3 Learnings for Scaling Up Wind and Solar Power
To keep the increase in global temperatures to 1.5°C, the International Energy Agency (IEA) states that the world must triple its renewable power capacity by 2030.
However, swift and widespread adoption depends on the removal of various bottlenecks in project pipelines worldwide.
We’ve partnered with the National Public Utilities Council to visualize data from the IEA and the Energy Transitions Commission to highlight three areas of improvement, critical to the rapid adoption of renewables.
1. Planning and Permitting
Currently, regulatory and administrative barriers lead to lengthy project timelines worldwide.
A wind project, for example, can take 10–12 years of development, while solar projects can take four years.
The Energy Transitions Commission suggests a faster process, including quicker site mapping, permit applications, and environmental surveys.
Policymakers can help reduce project timelines by allocating land for renewables, setting permit targets, and digitalizing the permit application process. As a result, the development time for wind projects could be reduced to 4.5–5.5 years, and solar projects could be online in one year.
2. Grid Availability for Wind and Solar Power
Connecting renewable energy projects to the grid has posed a challenge.
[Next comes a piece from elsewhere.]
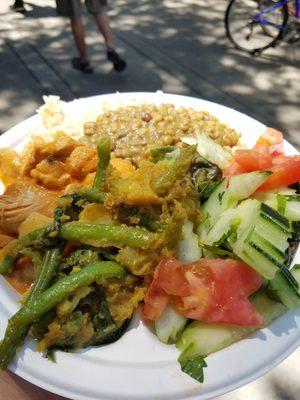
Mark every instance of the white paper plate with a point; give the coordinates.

As of 2023, almost 1,500 gigawatts (GW) of wind and solar power projects in advanced stages of development were still off the electricity grid.
Excluding China and India, transmission and distribution investments have increased by only 1% annually since 2010. According to the IEA, however, government and stakeholder investment in grids must double to over $600 billion annually to meet climate targets.
3. Supply Chain Diversification
The final area for improvement, when it comes to expediting global wind and solar power scale-up, is supply chain diversification.
Currently, China heavily concentrates the global manufacturing capacity on clean energy, leading to a heavy dependency on imports for the rest of the world.
Global manufacturing capacity share is calculated by averaging the global manufacturing shares of individual components (i.e., wind: tower, nacelle, blade; solar: wafers, cells, modules). Percentages may not add up to 100 due to rounding.
According to research by ONYX Insight, almost 60% of wind farm operators reported that supply chain issues were their biggest challenge over the next 2–3 years.
International collaboration and investment, however, can help diversify manufacturing outside of China. In addition, policymakers can also implement policies and incentives that encourage the growth of local manufacturing capacity for renewables.
All in all, streamlining processes, investing in infrastructure, and promoting local manufacturing can pave the way for a cleaner, more sustainable energy future.